In the guidance, the EEOC points out that Title VII and the American with Disabilities Act do not directly prohibit discrimination against applicants or employees who experience domestic or dating violence, sexual assault, or stalking. So, just how can an employer be liable for discrimination in these instances? Good question.
To illustrate the connection between discrimination and domestic violence, the guidance provides several examples of how an employer’s actions in response to domestic violence might be based on a sex-based stereotype. For example:
- An employer terminates an employee after learning she has been subjected to domestic violence, saying he fears the potential “drama” that battered women bring to the workplace.
- A hiring manager believes that only women can be true victims of domestic violence because men should be able to protect themselves, and does not select a male applicant when he learns that the applicant obtained a restraining order against a domestic partner.

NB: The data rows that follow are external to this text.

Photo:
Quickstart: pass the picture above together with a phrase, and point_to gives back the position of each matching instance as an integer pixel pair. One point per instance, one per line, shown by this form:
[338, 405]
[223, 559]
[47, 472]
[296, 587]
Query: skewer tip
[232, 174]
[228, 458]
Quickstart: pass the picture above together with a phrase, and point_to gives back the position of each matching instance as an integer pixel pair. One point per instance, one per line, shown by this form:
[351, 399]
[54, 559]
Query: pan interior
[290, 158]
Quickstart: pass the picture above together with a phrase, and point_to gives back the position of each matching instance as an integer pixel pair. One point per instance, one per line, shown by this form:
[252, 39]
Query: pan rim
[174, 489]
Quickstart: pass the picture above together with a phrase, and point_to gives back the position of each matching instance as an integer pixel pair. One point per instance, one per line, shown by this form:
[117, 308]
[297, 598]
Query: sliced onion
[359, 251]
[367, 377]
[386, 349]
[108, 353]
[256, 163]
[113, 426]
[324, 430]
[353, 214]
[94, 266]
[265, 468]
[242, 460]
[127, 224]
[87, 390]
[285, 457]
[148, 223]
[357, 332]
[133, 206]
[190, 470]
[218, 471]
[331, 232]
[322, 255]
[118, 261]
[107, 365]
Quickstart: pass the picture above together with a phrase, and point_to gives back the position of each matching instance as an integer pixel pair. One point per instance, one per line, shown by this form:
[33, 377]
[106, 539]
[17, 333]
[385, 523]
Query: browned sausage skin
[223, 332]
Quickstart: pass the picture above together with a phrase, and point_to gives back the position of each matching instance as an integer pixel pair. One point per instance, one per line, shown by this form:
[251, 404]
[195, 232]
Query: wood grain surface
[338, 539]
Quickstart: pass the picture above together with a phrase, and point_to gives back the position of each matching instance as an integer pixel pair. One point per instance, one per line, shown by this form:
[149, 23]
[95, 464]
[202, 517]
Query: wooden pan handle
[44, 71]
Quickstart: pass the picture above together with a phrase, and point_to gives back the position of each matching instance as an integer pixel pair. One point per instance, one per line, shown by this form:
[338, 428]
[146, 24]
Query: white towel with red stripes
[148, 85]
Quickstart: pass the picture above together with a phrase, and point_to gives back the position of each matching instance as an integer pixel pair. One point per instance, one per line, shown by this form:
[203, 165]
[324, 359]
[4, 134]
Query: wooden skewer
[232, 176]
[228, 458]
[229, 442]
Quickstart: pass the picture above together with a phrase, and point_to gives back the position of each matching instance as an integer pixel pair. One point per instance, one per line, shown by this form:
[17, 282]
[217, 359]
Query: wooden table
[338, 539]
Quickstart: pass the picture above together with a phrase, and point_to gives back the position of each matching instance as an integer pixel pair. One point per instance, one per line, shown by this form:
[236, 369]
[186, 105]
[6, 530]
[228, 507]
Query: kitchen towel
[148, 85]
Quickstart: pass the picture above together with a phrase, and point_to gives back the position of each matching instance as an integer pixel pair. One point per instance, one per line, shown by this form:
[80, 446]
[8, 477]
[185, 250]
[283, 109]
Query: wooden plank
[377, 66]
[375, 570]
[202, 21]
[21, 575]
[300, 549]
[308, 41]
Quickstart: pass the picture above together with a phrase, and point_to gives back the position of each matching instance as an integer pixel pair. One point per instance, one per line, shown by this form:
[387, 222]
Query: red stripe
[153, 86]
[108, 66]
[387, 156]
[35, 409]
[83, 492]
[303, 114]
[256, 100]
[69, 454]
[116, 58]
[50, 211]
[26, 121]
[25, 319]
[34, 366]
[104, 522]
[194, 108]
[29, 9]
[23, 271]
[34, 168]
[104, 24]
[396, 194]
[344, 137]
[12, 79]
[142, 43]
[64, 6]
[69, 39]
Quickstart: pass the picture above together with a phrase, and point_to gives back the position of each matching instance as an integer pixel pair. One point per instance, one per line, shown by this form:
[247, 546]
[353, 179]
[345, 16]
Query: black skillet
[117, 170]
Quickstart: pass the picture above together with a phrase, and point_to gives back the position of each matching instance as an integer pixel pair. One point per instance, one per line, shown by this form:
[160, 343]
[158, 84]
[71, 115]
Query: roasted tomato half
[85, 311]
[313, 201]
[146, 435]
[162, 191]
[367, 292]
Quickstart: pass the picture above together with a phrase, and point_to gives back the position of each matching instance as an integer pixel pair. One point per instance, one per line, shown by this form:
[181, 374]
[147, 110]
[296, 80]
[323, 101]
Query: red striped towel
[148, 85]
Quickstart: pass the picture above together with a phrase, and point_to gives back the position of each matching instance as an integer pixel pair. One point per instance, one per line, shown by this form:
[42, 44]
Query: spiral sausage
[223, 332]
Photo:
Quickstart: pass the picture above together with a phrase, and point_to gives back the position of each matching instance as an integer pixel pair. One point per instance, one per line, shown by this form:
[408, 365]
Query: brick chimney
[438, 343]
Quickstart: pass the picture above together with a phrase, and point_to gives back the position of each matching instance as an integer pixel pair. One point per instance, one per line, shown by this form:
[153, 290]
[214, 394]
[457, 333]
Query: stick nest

The ADA prohibits different treatment or harassment at work based on an actual or perceived impairment, which, the guidance explains, could include impairments resulting from domestic or dating violence, sexual assault or stalking. For example:
- An employer searches an applicant's name online and learns that she was a complaining witness in a rape prosecution and received counseling for depression. The employer decides not to hire her based on a concern that she may require future time off for continuing symptoms or further treatment of depression.
In Minnesota, there’s an additional consideration for employers. Minnesota’s Human Rights Act prohibits discrimination in employment based on marital status, including discrimination based on the situation or identity of an employee’s or applicant’s spouse. An employee in Minnesota probably cannot be terminated because her spouse is disrupting her work with threatening phone calls, or because the employer is worried that the spouse may come onto company property looking for the employee.
Perhaps the most important thing employers should take away from the EEOC’s new guidance and related state law is a reminder that all employment decisions should be carefully analyzed. Some forms of discrimination are less obvious than others, and agency interpretations of discrimination laws can change over time. Be sure that your decision makers and human resources personnel have access to current and complete information.